Гнусно же было оттого, что всё это он, оказывается, знал. И сколь фантастичен её уход, внезапное помутнение рассудка, и что замуж её не возьмут, именно что, как в народных сказаниях, бросят с ребёнком. И это её-то, в общем-то до сих пор самую близкую ему женщину, и тут не поможешь, она сама захотела так. Гнусно было оттого, что он впервые подумал о ней. Как это гадко думать о других людях! Всё у них глупо, нелепо и пошло, и хорошо, когда они тебе безразличны, и не дай бог любить кого-нибудь. Включая, впрочем, и себя самого, потому что тоже людь и тоже у тебя всё глупо, нелепо и пошло, если глубоко задуматься. Всё он знал заранее, только не знал, что будет так раздосадован и опечален.
Они получили печати в паспорта и медленно вышли на улицу, где сразу обжигал лицо резкий ледяной ветер. Он поёжился и вспомнил о Лэнге в ледяной пустыне.
Он вспомнил, что направившийся в своих поисках на Север найдёт среди ледяных полей тёмное плоскогорье Лэнга. Узнает забытый временем Лэнг по вечно пылающим злобным огням и отвратительному клёкоту чешуйчатых птиц, парящих высоко над землёй. Услышит голос ужасного Гастура, скорбные вздохи вихря, свист запредельного ветра, кружащегося среди безмолвных звёзд. Мощь его валит лес и сокрушает города, но никому не дано увидеть беспощадную руку и познать душу разрушителя, ибо Проклятый безлик и безобразен и форма его неведома людям. Услышь же его голос и молись, когда он будет проходить мимо.
— Так грустно…
— Хуже юмора.
Шли молча. Живот выделялся уже в шубе, хотя это была иллюзия, даже без шубы он его сперва не заметил там, на кухне, и по-прежнему был гололёд, вокруг носились отвратительные школьники, со своими жопами, под которые следовало напинать, и пребольно, потому что они поскальзывались и падали ей прямо под ноги, так что ей приходилось останавливаться, оберегаясь.
— Ну ладно, — сказала она, когда подошёл автобус. — Я порыла, заходи, ладно?

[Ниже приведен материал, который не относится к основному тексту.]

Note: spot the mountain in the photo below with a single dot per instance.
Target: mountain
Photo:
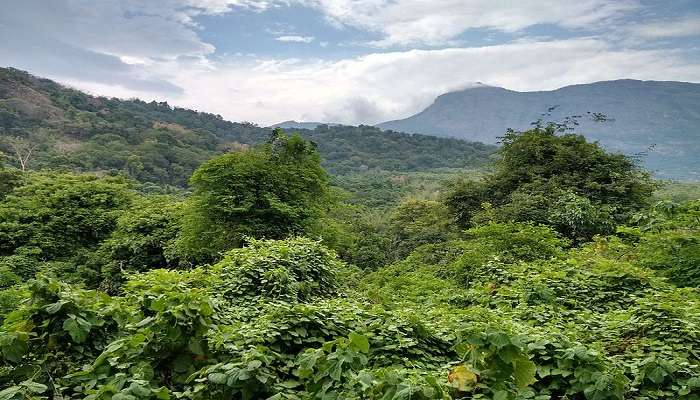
(640, 115)
(155, 142)
(300, 125)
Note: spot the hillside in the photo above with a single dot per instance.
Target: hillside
(299, 125)
(665, 115)
(155, 142)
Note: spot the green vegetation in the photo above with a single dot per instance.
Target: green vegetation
(44, 125)
(558, 180)
(557, 276)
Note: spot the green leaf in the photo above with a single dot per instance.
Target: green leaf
(218, 378)
(360, 342)
(524, 373)
(14, 350)
(35, 387)
(77, 328)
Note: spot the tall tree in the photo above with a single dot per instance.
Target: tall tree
(269, 191)
(557, 179)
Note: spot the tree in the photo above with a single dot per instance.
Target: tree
(417, 222)
(550, 178)
(60, 213)
(270, 191)
(22, 149)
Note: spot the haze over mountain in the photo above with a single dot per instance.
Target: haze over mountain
(664, 115)
(155, 142)
(301, 125)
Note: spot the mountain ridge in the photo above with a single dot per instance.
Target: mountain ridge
(158, 143)
(664, 115)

— Конечно, — пообещал он, — обязательно зайду. Смотри же, — нахмурился он и погрозил кулаком, — осторожнее теперь, а то морду набью!
Она улыбнулась и не совсем ловко заскочила в уже тронувшийся автобус.

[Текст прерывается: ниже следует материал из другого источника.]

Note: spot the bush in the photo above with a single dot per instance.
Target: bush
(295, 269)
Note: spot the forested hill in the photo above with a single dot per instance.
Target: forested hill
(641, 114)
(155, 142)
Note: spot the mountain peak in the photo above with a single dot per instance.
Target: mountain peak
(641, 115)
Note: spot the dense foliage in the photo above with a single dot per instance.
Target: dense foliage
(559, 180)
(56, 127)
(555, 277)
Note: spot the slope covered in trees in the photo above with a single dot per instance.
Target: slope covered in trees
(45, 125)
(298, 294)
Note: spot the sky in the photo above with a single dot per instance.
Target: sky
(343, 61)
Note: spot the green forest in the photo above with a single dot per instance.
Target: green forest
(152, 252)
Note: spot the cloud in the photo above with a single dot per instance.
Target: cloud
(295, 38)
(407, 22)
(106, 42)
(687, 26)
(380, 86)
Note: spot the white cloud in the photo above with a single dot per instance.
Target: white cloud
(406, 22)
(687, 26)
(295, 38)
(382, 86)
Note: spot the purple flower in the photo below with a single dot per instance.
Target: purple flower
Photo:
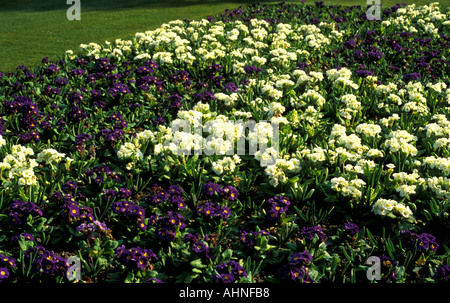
(210, 188)
(230, 87)
(443, 272)
(276, 206)
(4, 273)
(135, 257)
(351, 228)
(310, 232)
(300, 258)
(229, 272)
(118, 89)
(229, 193)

В кулацком хозяйстве ящик водки не помеха. Он не опустел ещё и наполовину, поэтому вечер опять прошёл удачно. День был тяжёлый, и поэтому, хотя он для начала завёл соответствующую случаю битловскую песню про ночь трудного дня, решил пить сегодня, как горюющий русский мужик.
Он поставил на стол солонку, очистив, порезал на четыре части несколько луковиц и хотел было нарезать хлеба, но хлопнул себя по лбу и отложил нож. «После первой не закусываю», — назидательно сказал он и опрокинул содержимое стаканчика внутрь. Стало горячо. После второй тоже не закусывают, и он мгновенно разработал в уме водочный ритуал «горестный».
После первой следует занюхать рукавом, и он немедленно занюхал, правда, с опозданием, и никакого занюха не получилось, а может быть, нужен особенный рукав? Может быть, у мужиков были более грязные рукава, пропитанные сытными запахами? Ну конечно, ведь столы у мужиков были деревянные, скоблили их от грязи только по праздникам, значит столы и соответственно рукава пропитывались запахом лука, редьки, кваса, хрена, конечно, таким рукавом можно было занюхать! Ну ладно. Он решил, что после второй занюхает кусочком ржаного хлеба (а стало уже хорошо!), а вот после третьей уже закусит луковицей, макнув её в крупную серую соль! Йес! И на радостях от такой идеи он тут же налил снова, отломил краюху хлеба, и немедленно выпил и занюхал.